Bei der Veranstaltung „Baumit startet in die Bausaison 2026“ zog die Baumit GmbH Bilanz über das Geschäftsjahr 2025. Geschäftsführer Georg Bursik ordnete das vergangene Jahr so ein: „2025 war für die gesamte Bauwirtschaft ein hartes Jahr. Umso wichtiger war es, konsequent Kurs zu halten und auf Effizienz und zukunftsrelevante Themen zu setzen. Dass wir dieses Jahr erfolgreich meistern konnten, verdanken wir vor allem dem außergewöhnlichen Engagement unserer Mitarbeiterinnen und Mitarbeiter sowie unseren verlässlichen Geschäftspartnern.“ Der Umsatz lag mit 290 Millionen Euro nahezu auf Vorjahresniveau; 24 Millionen Euro investierte das Unternehmen in Automatisierung, Modernisierung und Energieeffizienz. Technisch verweist Baumit darauf, dass das Zementwerk inzwischen „über längere Zeiträume zu 100 Prozent mit Ersatzbrennstoffen gefahren werden kann“.

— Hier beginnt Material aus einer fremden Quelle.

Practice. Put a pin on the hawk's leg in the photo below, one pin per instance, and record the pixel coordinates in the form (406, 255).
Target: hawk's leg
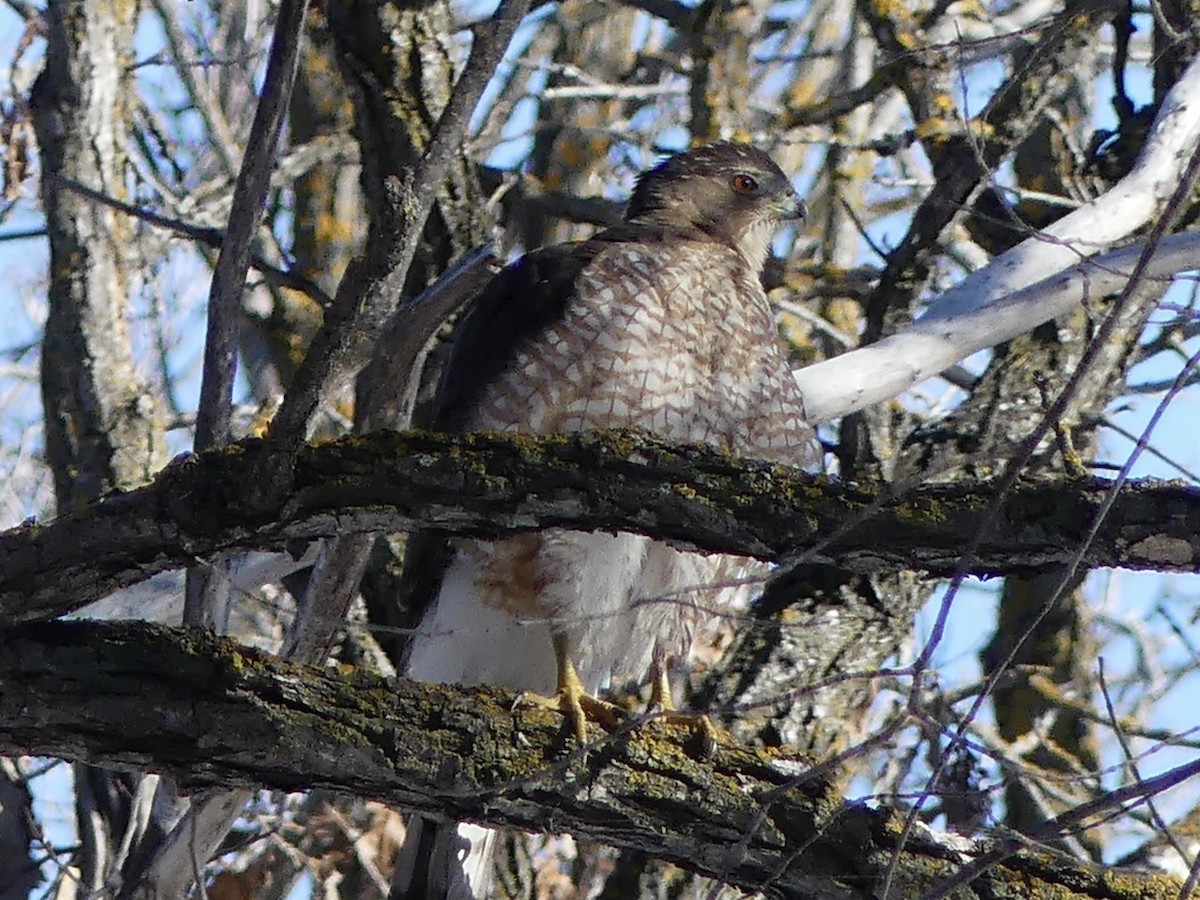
(702, 727)
(571, 699)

Sanierungsmarkt bleibt zentral
Ein Schwerpunkt der Präsentation war die thermische Sanierung. Laut Gebäudereport 2025 weisen rund 1,2 Millionen Gebäude einen hohen Renovierungsbedarf auf. Bursik beschrieb die Ausgangslage pointiert: „Der Neubau kommt nach wie vor nicht in Schwung, während der Gebäudebestand unsaniert altert. Eine toxische Kombination.“ Die Folgen seien „hohe Energieverbräuche, steigende Betriebskosten und eine wachsende Abhängigkeit von importierten Energieträgern sowie unberechenbaren Energiepreisen.“
Mit Blick auf den volkswirtschaftlichen Effekt verweist Baumit auf eine Analyse, wonach eine Million Euro an Fördermitteln einen BIP-Impuls mit dem Faktor 3,8 auslöst. Der Stellenwert der Sanierung wird in der PM so formuliert: „Thermische Sanierung ist damit nicht nur ein klimapolitisches Instrument, sondern ein wirksamer Konjunkturhebel – gerade in wirtschaftlich angespannten Zeiten. Das muss in die Köpfe. Energieverbrauch reduzieren und heimische Wirtschaft stärken. So funktioniert es!“
Als konkrete Energiebilanz nennt Baumit rund 9,6 Terawattstunden jährliche Verluste über un- oder schlecht gedämmte Fassaden – ein potenzielles Einsparvolumen von rund 1,25 Milliarden Euro. Verdeutlicht wird dies durch einen Vergleich: Die Menge entspreche der jährlichen Stromproduktion von sieben Donaukraftwerken der Größenordnung Ybbs-Persenbeug.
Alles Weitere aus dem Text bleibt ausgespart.